Spy game

Published Dec 31, 2011 01:55am

Protest against Raymond Davis, Karachi, March 19. AFP Photo

A year after Raymond Davis killed two Pakistanis in a congested part of Lahore in broad daylight — setting in motion a chain of events that led to the death of a third motorcyclist who was run over by the SUV sent to rescue Davis — he is set to go on trial. On Jan 30, 2012, he will enter a county courthouse in Colarado, USA and enter a plea against charges of second-degree assault and disorderly conduct during a dispute over a parking spot outside a bagel shop on Oct 1. That Davis escaped a trial in Pakistan isn’t really a commentary on the relative merits of the American judicial system: it is, instead, a small window into the secretive world of spying and the conduct of Pak-US relations since 9/11.

While the precise reason for Davis’s presence in Pakistan may never be known publicly, what transpired on Jan 27 in the Mozang neighbourhood of Lahore is almost certainly linked to the shadowy war against militancy — and perhaps also the suspicions in both the United States and Pakistan that the two states have conflicting strategic interests. Davis is certainly a post-9/11 phenomenon: a former US Special Forces soldier who was inducted by private security contractors and then hired by the Central Intelligence Agency to roam the frontlines in the so-called ‘war against terror’ and push the boundaries between legal and illegal conduct in the pursuit of US security interests.

When Davis was released on March 16 after blood money was paid — by whom it still isn’t clear — to the heirs of his victims, it still seemed like the entire episode could have been an aberration, a freak occurrence that got sucked into the vortex of Pak-US suspicions and anger. But in hindsight there were telltale signs that the stakes were much higher. On Feb 15, President Obama personally intervened in the matter, referring to Davis as “our diplomat” and demanding that the Vienna Convention on Diplomatic Relations be applied in a case where its application was stretching the letter and spirit of the convention at best. Then, on Feb 20, The Guardian broke the news that Davis was in fact working for the CIA and that the Obama administration had prevailed on the US media to keep the fact a secret, ostensibly to ensure Davis’s safety while he was under detention in a high-security Pakistani prison.

Through the rest of 2011, as the incidents piled up — the Osama bin Laden raid, tussles over drone strikes, then American military chief Mike Mullen’s claim that the Haqqani network was “a veritable arm” of Inter-Services Intelligence, the Mohmand killings of Pakistani soldiers in a Nato airstrike, ‘memogate’, etc — and Pak-US relations plummeted, the meaning behind what has been euphemistically dubbed the ‘Raymond Davis affair’ became clearer.

Davis existed and was present in Pakistan because the US had fundamental doubts about both the will and capacity of Pakistan to fight the war against militancy. And the Pakistani security establishment was resisting the presence of Davis-type CIA assets in Pakistan because it was convinced that the US was seeking to do more than just dismantle the Al Qaeda network, perhaps even working to undermine what the army perceives as Pakistan’s core security interests.

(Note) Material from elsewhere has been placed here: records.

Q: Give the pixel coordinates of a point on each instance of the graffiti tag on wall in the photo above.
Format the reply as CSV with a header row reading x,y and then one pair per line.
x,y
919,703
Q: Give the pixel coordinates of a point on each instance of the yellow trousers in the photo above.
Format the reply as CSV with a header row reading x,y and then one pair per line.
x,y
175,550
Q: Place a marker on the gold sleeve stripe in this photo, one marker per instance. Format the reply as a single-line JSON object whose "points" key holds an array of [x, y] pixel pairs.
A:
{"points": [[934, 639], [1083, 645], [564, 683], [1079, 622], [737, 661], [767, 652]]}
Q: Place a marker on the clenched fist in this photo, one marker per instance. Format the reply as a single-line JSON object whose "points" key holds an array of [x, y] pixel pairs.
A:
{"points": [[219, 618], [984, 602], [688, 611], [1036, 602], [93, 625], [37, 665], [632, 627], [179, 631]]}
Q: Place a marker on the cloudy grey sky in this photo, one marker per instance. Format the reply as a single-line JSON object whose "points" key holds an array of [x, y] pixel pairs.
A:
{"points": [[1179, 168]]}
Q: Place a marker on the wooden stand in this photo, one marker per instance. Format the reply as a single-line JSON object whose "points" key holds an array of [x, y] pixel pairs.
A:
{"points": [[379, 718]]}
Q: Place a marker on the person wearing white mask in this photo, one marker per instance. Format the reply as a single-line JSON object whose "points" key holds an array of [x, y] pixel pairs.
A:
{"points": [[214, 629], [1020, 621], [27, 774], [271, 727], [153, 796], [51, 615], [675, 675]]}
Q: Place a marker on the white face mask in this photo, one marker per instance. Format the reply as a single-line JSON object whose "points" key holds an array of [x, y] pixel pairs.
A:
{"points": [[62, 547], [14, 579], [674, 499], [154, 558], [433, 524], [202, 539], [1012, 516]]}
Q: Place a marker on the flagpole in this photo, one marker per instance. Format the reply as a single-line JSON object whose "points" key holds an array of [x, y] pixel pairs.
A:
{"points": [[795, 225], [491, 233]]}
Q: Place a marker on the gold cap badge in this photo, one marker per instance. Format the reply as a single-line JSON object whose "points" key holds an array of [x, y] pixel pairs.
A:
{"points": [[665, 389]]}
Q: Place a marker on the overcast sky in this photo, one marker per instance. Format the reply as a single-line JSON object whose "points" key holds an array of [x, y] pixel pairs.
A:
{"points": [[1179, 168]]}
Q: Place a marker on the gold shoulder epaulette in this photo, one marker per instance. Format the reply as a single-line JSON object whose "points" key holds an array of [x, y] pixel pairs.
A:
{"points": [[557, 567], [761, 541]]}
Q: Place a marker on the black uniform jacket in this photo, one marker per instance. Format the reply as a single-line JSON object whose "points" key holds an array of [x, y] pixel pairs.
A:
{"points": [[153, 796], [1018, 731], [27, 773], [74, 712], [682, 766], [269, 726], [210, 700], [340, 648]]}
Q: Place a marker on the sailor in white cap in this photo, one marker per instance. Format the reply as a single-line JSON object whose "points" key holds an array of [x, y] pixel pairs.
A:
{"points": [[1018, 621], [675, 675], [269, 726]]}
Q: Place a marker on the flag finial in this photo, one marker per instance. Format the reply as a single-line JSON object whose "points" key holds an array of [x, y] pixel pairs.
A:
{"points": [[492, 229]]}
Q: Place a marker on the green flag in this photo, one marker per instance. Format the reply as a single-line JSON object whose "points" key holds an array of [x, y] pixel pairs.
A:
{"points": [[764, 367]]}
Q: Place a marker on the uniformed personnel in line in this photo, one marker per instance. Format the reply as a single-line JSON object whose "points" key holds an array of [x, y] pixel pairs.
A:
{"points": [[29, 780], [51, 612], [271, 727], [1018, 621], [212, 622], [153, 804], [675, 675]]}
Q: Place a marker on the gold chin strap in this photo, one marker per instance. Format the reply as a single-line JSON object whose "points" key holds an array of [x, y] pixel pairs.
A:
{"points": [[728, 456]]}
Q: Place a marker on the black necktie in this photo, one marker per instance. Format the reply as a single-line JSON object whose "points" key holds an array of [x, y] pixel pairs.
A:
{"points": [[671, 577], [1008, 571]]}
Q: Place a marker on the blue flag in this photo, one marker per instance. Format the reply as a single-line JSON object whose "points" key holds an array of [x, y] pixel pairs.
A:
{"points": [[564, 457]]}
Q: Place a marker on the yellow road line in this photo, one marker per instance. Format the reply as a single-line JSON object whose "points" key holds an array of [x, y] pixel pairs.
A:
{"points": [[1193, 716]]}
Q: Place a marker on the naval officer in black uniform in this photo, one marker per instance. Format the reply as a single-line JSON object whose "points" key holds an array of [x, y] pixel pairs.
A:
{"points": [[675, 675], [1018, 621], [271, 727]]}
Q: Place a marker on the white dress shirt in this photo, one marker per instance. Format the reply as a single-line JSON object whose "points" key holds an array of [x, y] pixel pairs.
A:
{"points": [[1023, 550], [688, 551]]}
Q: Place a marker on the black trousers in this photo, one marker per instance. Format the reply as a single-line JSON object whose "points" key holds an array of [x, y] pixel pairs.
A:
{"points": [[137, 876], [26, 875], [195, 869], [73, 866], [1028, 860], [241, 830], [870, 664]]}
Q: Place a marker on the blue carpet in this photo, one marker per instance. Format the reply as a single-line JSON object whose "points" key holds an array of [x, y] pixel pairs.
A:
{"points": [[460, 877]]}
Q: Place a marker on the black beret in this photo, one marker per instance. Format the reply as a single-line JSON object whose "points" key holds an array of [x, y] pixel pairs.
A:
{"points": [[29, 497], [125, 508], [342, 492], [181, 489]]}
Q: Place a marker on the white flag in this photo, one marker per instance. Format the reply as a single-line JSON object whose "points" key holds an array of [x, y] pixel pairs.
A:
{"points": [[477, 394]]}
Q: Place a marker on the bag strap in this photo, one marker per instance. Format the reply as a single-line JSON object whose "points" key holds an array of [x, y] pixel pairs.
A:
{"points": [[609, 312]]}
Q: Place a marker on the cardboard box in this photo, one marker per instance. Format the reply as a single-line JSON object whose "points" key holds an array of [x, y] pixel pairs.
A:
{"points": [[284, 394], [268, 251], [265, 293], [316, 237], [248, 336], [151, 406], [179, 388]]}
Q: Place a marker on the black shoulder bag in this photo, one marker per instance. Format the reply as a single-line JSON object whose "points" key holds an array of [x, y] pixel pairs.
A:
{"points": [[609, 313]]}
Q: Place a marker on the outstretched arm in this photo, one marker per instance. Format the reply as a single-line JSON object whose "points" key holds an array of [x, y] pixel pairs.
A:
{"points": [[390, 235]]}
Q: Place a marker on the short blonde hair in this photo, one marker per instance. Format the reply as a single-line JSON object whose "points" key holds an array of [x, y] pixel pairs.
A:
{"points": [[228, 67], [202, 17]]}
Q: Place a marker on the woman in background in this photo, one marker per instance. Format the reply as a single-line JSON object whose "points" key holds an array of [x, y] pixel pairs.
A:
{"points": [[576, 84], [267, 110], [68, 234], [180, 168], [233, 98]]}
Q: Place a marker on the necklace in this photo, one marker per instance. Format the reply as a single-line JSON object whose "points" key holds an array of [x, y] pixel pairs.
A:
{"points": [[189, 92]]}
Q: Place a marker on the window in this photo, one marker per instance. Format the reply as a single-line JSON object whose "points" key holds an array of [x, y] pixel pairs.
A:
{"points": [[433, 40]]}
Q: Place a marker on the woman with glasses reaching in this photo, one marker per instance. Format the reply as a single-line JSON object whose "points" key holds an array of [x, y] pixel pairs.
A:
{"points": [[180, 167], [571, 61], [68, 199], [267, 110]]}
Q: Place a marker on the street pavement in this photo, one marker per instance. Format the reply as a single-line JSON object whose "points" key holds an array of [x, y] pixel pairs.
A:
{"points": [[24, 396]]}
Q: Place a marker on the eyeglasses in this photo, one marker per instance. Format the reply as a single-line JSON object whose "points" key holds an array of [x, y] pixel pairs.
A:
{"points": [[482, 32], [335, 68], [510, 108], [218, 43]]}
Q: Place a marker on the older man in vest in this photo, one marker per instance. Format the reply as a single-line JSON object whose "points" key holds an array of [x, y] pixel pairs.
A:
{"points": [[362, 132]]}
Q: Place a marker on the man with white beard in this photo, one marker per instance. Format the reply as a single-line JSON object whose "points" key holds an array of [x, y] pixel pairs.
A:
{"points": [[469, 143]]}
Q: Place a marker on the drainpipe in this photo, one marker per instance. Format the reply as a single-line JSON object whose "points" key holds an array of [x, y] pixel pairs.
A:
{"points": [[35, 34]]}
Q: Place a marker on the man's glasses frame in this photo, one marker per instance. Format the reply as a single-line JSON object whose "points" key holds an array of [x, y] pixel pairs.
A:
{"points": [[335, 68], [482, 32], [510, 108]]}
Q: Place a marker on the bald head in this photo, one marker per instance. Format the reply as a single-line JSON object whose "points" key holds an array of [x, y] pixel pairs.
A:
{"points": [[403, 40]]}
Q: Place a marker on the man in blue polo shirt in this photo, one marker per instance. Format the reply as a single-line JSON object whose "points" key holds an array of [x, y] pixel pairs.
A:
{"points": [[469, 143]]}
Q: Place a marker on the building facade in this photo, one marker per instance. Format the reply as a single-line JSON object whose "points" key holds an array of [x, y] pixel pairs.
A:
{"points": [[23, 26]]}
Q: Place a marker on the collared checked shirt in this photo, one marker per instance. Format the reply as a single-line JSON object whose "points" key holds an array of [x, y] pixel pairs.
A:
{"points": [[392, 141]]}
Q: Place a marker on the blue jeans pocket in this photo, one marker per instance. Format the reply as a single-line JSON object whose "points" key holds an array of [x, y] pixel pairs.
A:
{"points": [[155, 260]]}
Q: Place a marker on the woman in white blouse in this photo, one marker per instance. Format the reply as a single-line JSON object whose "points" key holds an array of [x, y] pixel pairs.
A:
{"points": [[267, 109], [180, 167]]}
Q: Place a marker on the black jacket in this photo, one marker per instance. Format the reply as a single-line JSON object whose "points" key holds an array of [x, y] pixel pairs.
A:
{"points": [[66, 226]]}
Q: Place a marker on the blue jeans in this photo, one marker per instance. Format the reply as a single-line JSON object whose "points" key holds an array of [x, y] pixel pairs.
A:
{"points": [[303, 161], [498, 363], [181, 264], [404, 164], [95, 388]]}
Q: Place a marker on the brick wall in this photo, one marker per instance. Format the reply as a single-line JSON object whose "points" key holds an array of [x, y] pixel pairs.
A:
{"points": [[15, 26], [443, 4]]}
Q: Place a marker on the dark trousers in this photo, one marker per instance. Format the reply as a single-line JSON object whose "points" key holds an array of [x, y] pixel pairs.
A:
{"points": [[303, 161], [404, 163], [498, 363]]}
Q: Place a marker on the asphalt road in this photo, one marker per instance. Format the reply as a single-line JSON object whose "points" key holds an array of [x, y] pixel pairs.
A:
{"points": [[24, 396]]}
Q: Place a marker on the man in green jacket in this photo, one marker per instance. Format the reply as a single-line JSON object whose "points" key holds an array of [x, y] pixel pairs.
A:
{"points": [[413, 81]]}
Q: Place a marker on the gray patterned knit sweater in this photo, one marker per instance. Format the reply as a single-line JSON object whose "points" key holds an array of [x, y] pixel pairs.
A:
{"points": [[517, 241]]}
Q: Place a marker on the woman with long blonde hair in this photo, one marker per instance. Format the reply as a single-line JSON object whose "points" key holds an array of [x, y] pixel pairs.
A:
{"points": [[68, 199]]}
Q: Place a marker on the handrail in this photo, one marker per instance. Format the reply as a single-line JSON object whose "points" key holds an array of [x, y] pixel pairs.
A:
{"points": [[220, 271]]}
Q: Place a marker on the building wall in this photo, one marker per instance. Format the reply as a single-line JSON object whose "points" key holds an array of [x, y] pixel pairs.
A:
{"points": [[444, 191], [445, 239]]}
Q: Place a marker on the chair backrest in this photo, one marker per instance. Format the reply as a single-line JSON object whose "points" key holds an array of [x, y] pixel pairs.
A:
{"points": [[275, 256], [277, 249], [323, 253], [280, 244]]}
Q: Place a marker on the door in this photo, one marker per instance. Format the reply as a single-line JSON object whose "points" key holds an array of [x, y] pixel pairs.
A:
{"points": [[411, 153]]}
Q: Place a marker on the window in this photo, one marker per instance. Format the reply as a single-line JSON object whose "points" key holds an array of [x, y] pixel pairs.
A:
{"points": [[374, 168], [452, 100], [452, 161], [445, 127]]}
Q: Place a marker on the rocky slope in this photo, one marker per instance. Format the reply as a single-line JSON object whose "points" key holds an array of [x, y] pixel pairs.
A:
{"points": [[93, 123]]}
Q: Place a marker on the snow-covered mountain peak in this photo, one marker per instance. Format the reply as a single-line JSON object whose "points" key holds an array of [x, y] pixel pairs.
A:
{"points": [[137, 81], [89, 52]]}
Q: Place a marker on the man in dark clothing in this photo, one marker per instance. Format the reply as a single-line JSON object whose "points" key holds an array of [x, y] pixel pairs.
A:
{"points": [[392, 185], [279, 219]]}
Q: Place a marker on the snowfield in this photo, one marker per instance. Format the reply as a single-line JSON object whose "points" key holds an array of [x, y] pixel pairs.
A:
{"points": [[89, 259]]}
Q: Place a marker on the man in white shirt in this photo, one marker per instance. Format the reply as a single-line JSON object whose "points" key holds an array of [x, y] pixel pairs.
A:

Davis’s actions as an individual may have been an aberration — the outsourcing of its core activities by the CIA may have played a role by inadequately preparing men like Davis for responding to threats in a civilian environment as opposed to a military battlefield — but Davis the CIA contractor in Pakistan was a symbol of a deeper malaise: the US doesn’t trust Pakistan and Pakistan is massively suspicious of the US.

Toward the end of 2011, and particularly after the Mohmand killings, the army establishment has been able to push back somewhat successfully against increasingly unwanted American ‘intrusions’ in Pakistan. But the Americans are unlikely to give up. The Pakistani or American people may not get to hear about it or see it much, but the covert struggles will continue, and they will likely be intense.